Mark Harris, Chief Executive of Mortgage Broker SPF Private Clients, added:
“While it’s still too early for the stamp duty holiday to feed through to HMRC’s July numbers, transactions continued to pick up owing to pent-up demand. Of much more interest will be September’s data when the full impact of the stamp duty exemption will be felt and the bustle of activity that we are seeing will feed through to the official numbers.

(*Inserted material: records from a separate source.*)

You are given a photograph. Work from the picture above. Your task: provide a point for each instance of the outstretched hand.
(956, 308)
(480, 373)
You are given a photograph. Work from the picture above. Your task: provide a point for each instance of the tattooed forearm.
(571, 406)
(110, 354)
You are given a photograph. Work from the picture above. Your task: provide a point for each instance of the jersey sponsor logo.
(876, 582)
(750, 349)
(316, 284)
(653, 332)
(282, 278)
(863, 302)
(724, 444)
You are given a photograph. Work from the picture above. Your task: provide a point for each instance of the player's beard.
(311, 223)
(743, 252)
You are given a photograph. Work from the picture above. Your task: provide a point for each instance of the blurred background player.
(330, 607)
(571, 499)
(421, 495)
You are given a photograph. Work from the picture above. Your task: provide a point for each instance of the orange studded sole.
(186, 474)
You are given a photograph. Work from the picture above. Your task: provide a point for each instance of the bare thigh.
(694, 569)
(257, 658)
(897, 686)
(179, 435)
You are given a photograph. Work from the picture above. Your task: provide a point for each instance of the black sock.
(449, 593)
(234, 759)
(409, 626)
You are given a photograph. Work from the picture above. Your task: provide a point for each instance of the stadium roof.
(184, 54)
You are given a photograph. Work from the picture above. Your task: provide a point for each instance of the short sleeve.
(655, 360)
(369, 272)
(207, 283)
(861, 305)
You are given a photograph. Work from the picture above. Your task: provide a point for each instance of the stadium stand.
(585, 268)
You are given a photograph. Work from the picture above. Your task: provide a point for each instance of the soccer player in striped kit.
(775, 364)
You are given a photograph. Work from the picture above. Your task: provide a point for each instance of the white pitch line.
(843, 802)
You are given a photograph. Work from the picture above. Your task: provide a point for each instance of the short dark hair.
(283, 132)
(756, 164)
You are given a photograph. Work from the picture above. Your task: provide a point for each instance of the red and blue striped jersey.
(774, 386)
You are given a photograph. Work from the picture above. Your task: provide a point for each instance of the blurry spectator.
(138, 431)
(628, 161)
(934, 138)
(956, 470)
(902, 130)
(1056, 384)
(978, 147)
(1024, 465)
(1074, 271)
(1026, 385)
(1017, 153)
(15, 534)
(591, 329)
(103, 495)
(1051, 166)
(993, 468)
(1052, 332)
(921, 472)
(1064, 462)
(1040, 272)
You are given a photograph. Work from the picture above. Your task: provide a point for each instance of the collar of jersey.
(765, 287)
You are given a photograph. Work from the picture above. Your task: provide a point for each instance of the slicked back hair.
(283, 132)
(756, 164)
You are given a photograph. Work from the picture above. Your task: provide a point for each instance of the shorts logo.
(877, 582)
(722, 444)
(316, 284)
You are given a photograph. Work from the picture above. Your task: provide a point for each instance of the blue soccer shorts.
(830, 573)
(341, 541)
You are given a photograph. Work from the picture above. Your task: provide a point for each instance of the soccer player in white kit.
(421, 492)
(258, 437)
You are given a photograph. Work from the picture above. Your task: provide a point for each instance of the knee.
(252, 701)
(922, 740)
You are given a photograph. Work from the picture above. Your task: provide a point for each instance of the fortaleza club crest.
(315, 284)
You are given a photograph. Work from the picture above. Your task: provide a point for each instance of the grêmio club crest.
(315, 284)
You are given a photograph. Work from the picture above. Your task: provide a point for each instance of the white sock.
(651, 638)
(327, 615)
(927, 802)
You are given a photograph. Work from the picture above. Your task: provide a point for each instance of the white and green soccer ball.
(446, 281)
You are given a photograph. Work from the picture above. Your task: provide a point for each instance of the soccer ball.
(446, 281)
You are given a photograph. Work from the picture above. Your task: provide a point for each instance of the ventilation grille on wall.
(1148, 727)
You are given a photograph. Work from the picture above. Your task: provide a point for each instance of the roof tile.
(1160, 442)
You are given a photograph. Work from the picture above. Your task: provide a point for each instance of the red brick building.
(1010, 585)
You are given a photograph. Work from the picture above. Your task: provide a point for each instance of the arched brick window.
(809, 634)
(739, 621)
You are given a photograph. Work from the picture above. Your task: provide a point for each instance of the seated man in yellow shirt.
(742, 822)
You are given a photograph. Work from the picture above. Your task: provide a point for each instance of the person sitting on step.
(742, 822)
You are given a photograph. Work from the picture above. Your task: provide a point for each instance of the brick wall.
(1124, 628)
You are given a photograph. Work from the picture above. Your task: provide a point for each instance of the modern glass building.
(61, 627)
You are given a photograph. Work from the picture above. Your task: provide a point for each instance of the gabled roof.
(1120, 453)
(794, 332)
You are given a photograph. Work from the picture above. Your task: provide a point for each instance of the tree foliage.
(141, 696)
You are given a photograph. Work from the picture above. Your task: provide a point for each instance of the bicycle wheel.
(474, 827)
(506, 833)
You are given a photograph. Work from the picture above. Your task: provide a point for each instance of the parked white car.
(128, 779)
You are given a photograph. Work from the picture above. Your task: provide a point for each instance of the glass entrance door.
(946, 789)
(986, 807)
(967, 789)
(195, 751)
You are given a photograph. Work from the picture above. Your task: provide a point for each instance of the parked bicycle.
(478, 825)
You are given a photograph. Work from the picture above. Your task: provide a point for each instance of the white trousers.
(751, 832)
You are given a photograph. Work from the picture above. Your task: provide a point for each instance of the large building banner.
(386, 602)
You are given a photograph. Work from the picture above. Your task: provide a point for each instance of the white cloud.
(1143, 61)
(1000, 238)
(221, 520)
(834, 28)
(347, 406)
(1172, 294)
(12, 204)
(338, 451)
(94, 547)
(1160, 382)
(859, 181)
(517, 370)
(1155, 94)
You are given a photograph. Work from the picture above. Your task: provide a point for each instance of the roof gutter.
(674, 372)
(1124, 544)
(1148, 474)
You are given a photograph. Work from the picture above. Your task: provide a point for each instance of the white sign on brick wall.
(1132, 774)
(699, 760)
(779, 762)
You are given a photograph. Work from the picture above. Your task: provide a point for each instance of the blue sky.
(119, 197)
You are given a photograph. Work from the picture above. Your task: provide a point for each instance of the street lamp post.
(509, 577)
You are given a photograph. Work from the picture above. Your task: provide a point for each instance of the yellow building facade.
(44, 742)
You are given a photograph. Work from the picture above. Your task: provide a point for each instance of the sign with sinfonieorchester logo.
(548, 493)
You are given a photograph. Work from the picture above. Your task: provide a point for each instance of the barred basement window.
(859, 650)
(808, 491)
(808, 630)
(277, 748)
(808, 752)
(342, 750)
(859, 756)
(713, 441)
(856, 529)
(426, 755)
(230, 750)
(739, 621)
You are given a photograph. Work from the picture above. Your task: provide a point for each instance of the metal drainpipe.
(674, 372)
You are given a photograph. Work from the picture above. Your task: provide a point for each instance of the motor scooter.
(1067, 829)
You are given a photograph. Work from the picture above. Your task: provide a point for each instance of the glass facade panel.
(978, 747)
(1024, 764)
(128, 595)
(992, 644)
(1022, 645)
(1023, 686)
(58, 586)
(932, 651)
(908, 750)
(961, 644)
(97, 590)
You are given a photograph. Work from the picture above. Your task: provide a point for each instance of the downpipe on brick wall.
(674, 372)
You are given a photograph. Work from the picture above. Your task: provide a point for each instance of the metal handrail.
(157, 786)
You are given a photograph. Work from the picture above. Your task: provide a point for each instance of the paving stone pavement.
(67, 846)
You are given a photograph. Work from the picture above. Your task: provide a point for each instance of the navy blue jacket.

“Lenders remain keen to lend although they are exceptionally busy due to higher demand, dealing with the summer holidays and other demands placed on them by the fallout from the pandemic, with closer scrutiny of borrowers’ incomes meaning everything is taking longer. Rates are still competitively priced although at higher loan-to-values in particular they are creeping up.”
Anna Clare Harper, author of Strategic Property Investing, said:
“The upward trend in transactions data reflects a piece of positive news for all of us: the housing market is moving again after a complex start to the year.
“This change reflects a release of pent-up demand and supply.
“What we’re seeing in the market, which will be reflected in August and September’s data, is the further influence of recent and temporary policies.
“The temporary Stamp Duty Land Tax change is helping those home buyers and investors who are looking to buy a property worth less than £500,000 in particular.
“We don’t know for sure what will happen next: economically, or in policy. But what we can predict accurately is that two crucial factors – economic confidence and policy – will prove fundamental to the future of the UK housing market.”
Alan Cleary, Managing Director, mortgages at OneSavings Bank, said:
“It’s no surprise that market activity is down on 2019 transactions, but it’s encouraging to see a significant uptick since the easing of lockdown.
“With the market experiencing its busiest month for enquiries in more than 10 years in July, according to Rightmove, as a result of pent up demand and the government stimulus on stamp duty we should see an improvement in transaction levels in months to come.
“First time buyers, homeowners and landlords wishing to take advantage of the stamp duty relaxation should move sooner rather than later to ensure they don’t miss the deadline.”